Synthetic.new | Kilo | Page 1

shell lava Oct 9, 2025, 2:10 AM

#

https://synthetic.new/landing/home

$20 / mo for 135 messages every five hours
$60 / mo for 1,350 messages every five hours

Many of the popular models (a sample):

deepseek-ai/DeepSeek-V3.1
deepseek-ai/DeepSeek-V3.1-Terminus
moonshotai/Kimi-K2-Instruct-0905
openai/gpt-oss-120b
Qwen/Qwen3-235B-A22B-Instruct-2507
Qwen/Qwen3-235B-A22B-Thinking-2507
Qwen/Qwen3-Coder-480B-A35B-Instruct
zai-org/GLM-4.5
zai-org/GLM-4.6
embedding included for free
Supports custom models too on per-minute rates.

Synthetic | Run LLMs, privately

Chat with open-source models privately

quiet hornet Oct 9, 2025, 2:14 AM

#

Mandatory 0.01$/Mtoken for the pay as u go embedding model price
For people who only want a super cheap embedding API

shell lava Oct 14, 2025, 3:21 PM

#

@wheat thunder

I’m pretty pleased with Synthetic. Super responsive team. Wide variety of models for $20/mo. Their GLM 4.6 is quick - around 50-90 TPS. I also use terminus and qwen3-coder

wheat thunder Oct 14, 2025, 3:23 PM

#

shell lava <@510124337731469319> I’m pretty pleased with Synthetic. Super responsive tea...

Yeah it's a shame they don't have the new DeepSeek V3.2-exp. Though my understanding is that it's not really much of an improvement in quality just in compute cost and speed

#

How fast is there Terminus and Kimi K2?

#

I currently use NanoGPT as my other provider, and they are okay but kind of slow to be honest. Broader model support than Synthetic so that's something

fringe goblet Oct 14, 2025, 3:25 PM

#

this looks nice 🤔

shell lava Oct 14, 2025, 3:28 PM

#

Terminus is solid for speed - not 1000tk/s or anything but I’m never waiting for it. I don’t use kimi at all.

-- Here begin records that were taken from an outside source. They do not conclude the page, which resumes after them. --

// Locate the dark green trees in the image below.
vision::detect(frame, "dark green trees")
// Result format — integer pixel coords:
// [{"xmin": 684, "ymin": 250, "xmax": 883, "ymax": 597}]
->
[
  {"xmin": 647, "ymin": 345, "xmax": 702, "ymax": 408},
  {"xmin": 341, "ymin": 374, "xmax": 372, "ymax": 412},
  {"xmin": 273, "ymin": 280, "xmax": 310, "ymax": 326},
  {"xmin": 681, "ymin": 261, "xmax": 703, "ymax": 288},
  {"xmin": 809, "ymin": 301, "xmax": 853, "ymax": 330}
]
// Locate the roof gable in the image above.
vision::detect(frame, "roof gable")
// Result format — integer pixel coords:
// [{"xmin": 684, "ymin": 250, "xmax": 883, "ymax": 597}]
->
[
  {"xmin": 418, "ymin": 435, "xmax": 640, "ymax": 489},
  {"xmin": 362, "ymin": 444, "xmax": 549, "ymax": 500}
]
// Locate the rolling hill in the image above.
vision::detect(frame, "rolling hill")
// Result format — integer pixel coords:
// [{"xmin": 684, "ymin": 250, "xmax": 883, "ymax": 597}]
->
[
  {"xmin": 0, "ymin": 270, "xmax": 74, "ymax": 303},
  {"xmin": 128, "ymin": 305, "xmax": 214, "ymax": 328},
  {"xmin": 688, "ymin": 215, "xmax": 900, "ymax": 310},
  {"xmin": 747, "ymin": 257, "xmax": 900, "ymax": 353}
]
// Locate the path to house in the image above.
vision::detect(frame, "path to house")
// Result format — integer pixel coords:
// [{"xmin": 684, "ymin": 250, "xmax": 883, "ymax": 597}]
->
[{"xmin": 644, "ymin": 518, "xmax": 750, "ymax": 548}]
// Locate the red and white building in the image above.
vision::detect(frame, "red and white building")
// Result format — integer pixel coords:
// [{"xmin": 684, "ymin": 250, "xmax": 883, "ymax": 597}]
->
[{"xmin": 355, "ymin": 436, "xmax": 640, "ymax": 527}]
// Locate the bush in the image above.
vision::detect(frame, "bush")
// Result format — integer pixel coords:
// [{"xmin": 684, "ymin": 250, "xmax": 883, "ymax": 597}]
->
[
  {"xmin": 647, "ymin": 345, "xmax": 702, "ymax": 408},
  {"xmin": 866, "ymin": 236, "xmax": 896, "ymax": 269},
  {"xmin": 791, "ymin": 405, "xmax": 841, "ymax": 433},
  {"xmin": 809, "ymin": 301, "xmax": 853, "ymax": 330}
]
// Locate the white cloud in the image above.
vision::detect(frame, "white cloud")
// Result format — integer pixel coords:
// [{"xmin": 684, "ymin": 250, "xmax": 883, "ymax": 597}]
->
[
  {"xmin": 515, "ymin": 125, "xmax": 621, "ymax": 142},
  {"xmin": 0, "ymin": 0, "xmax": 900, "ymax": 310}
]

Nano def has broader model support, but also backends to chutes for a lot of stuff so it’s spotty and the tool calling isn’t great.

Synthetic really spends a ton of time getting a few models right.

#

I’m a bit unique in that I still have more kilo credits than I know what to do with, but once those run out I think the majority of my spend will be with Synthetic on GLM and Terminus, and occasional spend with requesty or openrouter for the enlarger SOTA models like codex or Claude

#

They also have a super active discord with the founders

raw pawn Oct 15, 2025, 11:48 AM

#

shell lava <@510124337731469319> I’m pretty pleased with Synthetic. Super responsive tea...

Where does Terminus fit into your workflow? Docs?

shell lava Oct 15, 2025, 2:38 PM

#

raw pawn Where does Terminus fit into your workflow? Docs?

Code generation.

raw pawn Oct 15, 2025, 3:06 PM

#

shell lava Code generation.

Oh interesting, pretty good code gen model? I've yet to use it. Need to do some testing on things other than Qwen, maybe I'll check out Terminus.

shell lava Oct 15, 2025, 3:10 PM

#

It’s pretty solid. I want to do some work with 3.2 next

shell lava Nov 12, 2025, 1:31 AM

#

Good news! The Synthetic team just pushed a fix to help them recognize Kilo tool calls the same as they do for Claude Code.

So now if you have JSON tool calling enabled with synthetic, your typed request in a sequence counts for 1, but all the tool calls initiated by Kilo count for 0.05 (like they do for Claude Code).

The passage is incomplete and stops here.